I have always kept the iTunes "Use error correction" box set when importing CD's. I have been unsure of how well this works, though I also use a TOTL external Plextor Plexiwriter Premium which has the most advanced features including error correction--in this case meaning that a track is read over and over until the internal validity checks show no hard errors. I believe this combination of iTunes on Mac with "Use error correction" and a drive capable of re-read such as the Plextor gives you accurate reads or at least it tries hard to give you accurate reads.
Most discs read without a problem, especially recently. I also manually read every disc twice and diff the files. I have scripts which do this quickly for an entire album read twice. People have asked: are you sure you aren't just getting the same garbage twice? But I believe in most cases the answer is no. This "twice reading" is exactly what the computer drives themselves do, and special high accuracy reading programs too (though nowadays the most special programs also check against online databases).
Today I had some kind of near proof. While reading in an old disc, the Plextor was buzzing more than usual. And it seems reads were not at the highest possible speed, only around 15x. Finally, on the last track, the high speed scanning stopped near the end of the track. From that point onward, it read very slowly, at something like single speed (during that time speed was not reported). It did finish the track, however, and I ultimately read in the CD twice completely.
Sure enough, I got differences between the last two readings of the last track.
This shows that iTunes error correction does not guarantee a correct read, though it seems like with the Plextor it did seem to try (if that is what it was doing). But in spite of best efforts, if a correct high speed read cannot be done, it goes with the best slower speed re-read it can do. And I have one more datapoint that when this was obviously happening, my difference method caught it too. I have caught other differences like this too, and it seems whenever the drive is going through fits like this I get differences, which isn't proof that my method works but it does seem like it is.
I read this disc many times with and without error correction. Not once did the diffs for the last track match according to script. When at I disabled "Use Error Correction" it read the last track straight through without slowing down, and all three times. When I switched Error Correction back on, it continued reading the last track straight through for the next few reads, then went back to slowing down on the last track.
Doing this more than a dozen times, the last track checksum value did match twice, but only in the "second read" I discarded before getting the next one because my scripts work that way.

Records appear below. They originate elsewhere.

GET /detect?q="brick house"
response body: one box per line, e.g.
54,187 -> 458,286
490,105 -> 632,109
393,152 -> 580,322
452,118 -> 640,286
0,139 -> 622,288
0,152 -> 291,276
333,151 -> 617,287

Really what the script should do is record checksum scores and keep all reads until you get two having the same checksum. But once I saw the matching checksum, I couldn't get that same matching checksum in the next 4 reads and gave up.
All this tends to confirm my reading strategy of diff'ing files helps catch errors. At least in some cases, the "fill-in" data after reading errors usually doesn't match in cases like this where they don't match once. It's still possible in cases with different kind of errors they would always match, though I have no evidence for that.
Most discs read without a problem, especially recently. I also manually read every disc twice and diff the files. I have scripts which do this quickly for an entire album read twice. People have asked: are you sure you aren't just getting the same garbage twice? But I believe in most cases the answer is no. This "twice reading" is exactly what the computer drives themselves do, and special high accuracy reading programs too (though nowadays the most special programs also check against online databases).
Today I had some kind of near proof. While reading in an old disc, the Plextor was buzzing more than usual. And it seems reads were not at the highest possible speed, only around 15x. Finally, on the last track, the high speed scanning stopped near the end of the track. From that point onward, it read very slowly, at something like single speed (during that time speed was not reported). It did finish the track, however, and I ultimately read in the CD twice completely.
Sure enough, I got differences between the last two readings of the last track.
This shows that iTunes error correction does not guarantee a correct read, though it seems like with the Plextor it did seem to try (if that is what it was doing). But in spite of best efforts, if a correct high speed read cannot be done, it goes with the best slower speed re-read it can do. And I have one more datapoint that when this was obviously happening, my difference method caught it too. I have caught other differences like this too, and it seems whenever the drive is going through fits like this I get differences, which isn't proof that my method works but it does seem like it is.
I read this disc many times with and without error correction. Not once did the diffs for the last track match according to script. When at I disabled "Use Error Correction" it read the last track straight through without slowing down, and all three times. When I switched Error Correction back on, it continued reading the last track straight through for the next few reads, then went back to slowing down on the last track.
Doing this more than a dozen times, the last track checksum value did match twice, but only in the "second read" I discarded before getting the next one because my scripts work that way. Really what the script should do is record checksum scores and keep all reads until you get two having the same checksum. But once I saw the matching checksum, I couldn't get that same matching checksum in the next 4 reads and gave up.
All this tends to confirm my reading strategy of diff'ing files helps catch errors. At least in some cases, the "fill-in" data after reading errors usually doesn't match in cases like this where they don't match once. It's still possible in cases with different kind of errors they would always match, though I have no evidence for that.